Pa en ma December 9, 2018 - 14:17
Hoi El en El Weer een prachtig verhaal met mooie foto's Dus weer genoten.
Bicycle Junkies December 9, 2018 - 15:28
Thanks ma! ;)
J.Groot December 9, 2018 - 15:11
Ongelooflijk ,zo mooi de foto,svooral die foto waar jullie bij het meertje staan en waarin de contouren staan van het gebergte erachter .Ondanks jullie inspanningen en het feit dat je terug moest gaan word hier eigenlijk n prestatie geleverd van het hoogste niveau. Het is werkelijk intens genieten hier en mee leven wat jullie doen ,echt in een woord fantastisch . Geniet er maar van en bedankt voor het laatste bericht wat ik ontvangen heb .Groetjes en verder n goede fietstocht JOS
Bicycle Junkies December 9, 2018 - 15:28
Dankjewel Jos voor de mooie complimenten!

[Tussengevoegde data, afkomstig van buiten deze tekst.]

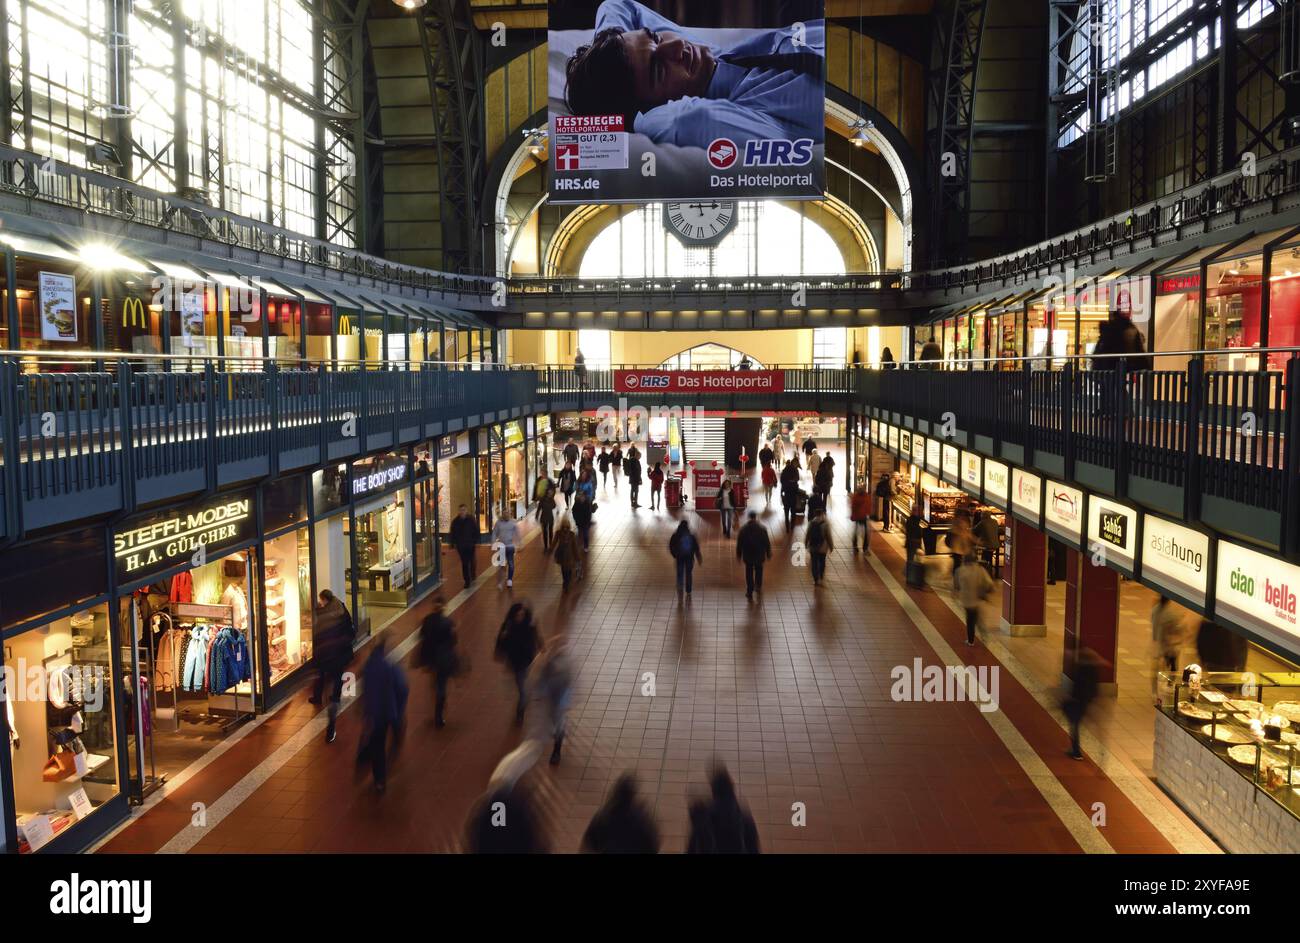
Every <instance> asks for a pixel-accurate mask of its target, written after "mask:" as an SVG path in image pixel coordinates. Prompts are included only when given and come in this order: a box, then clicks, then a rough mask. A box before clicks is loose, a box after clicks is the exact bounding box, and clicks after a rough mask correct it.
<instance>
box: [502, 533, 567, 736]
mask: <svg viewBox="0 0 1300 943" xmlns="http://www.w3.org/2000/svg"><path fill="white" fill-rule="evenodd" d="M562 527H563V525H562ZM541 646H542V640H541V633H539V632H538V631H537V623H534V622H533V610H530V609H529V607H528V606H525V605H524V604H523V602H516V604H513V605H512V606H511V607H510V610H508V611H507V613H506V619H504V622H502V623H500V631H498V632H497V646H495V656H497V659H498V661H503V662H504V663H506V666H507V667H508V669H510V670H511V672H512V674H513V675H515V688H516V689H517V691H519V705H517V706H516V709H515V721H516V722H520V721H523V719H524V708H525V705H526V704H528V669H529V667H530V666H532V663H533V659H534V658H536V657H537V653H538V650H539V649H541Z"/></svg>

Martin December 9, 2018 - 17:49
Heerlijk... is al....
Riska December 9, 2018 - 19:17
De trip is natuurlijk way more important dan de bestemming, maar hey, dat snap jij :).

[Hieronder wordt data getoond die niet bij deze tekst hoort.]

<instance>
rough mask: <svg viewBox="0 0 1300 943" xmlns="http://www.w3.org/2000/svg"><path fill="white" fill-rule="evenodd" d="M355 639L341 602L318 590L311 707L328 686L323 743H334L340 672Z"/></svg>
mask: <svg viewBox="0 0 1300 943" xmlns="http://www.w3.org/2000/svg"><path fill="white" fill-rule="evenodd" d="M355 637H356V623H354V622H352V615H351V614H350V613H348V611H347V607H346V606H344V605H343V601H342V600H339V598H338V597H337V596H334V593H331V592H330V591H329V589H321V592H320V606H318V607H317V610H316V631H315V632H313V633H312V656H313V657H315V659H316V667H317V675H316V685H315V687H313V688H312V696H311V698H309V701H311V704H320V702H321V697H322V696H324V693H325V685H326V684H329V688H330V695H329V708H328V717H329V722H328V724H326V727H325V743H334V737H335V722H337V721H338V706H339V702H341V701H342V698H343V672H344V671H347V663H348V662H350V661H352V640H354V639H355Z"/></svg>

Marco Rorai December 10, 2018 - 14:13
Wat jullie er allemaal niet voor over hebben om ons te trakteren op mooie verslagen en prachtige foto's. Hartelijk dank!
Michal December 11, 2018 - 07:30
great! me and Zuza liked that part of Georgia :) Especially abandoned villages near Omalo. hopefully we gonna make one-year bike trip Japan-Thailand starting May 2019 (with 2 years old Veronika) take care! regards Michal
Jan van pelt December 11, 2018 - 18:04
Goedeavond Ellen en Elmar wat hebben jullie toch weer een mooie rit gemaakt en nog zeer zwaar ook En wat te denken van deze mooie foto,s die jullie ook nog hebben gemaakt tussen door geweldig . Groetjes Jan
Jan December 11, 2018 - 19:07
Yes, you are crazy! But you got to see some fabulous scenery. Stunning photos!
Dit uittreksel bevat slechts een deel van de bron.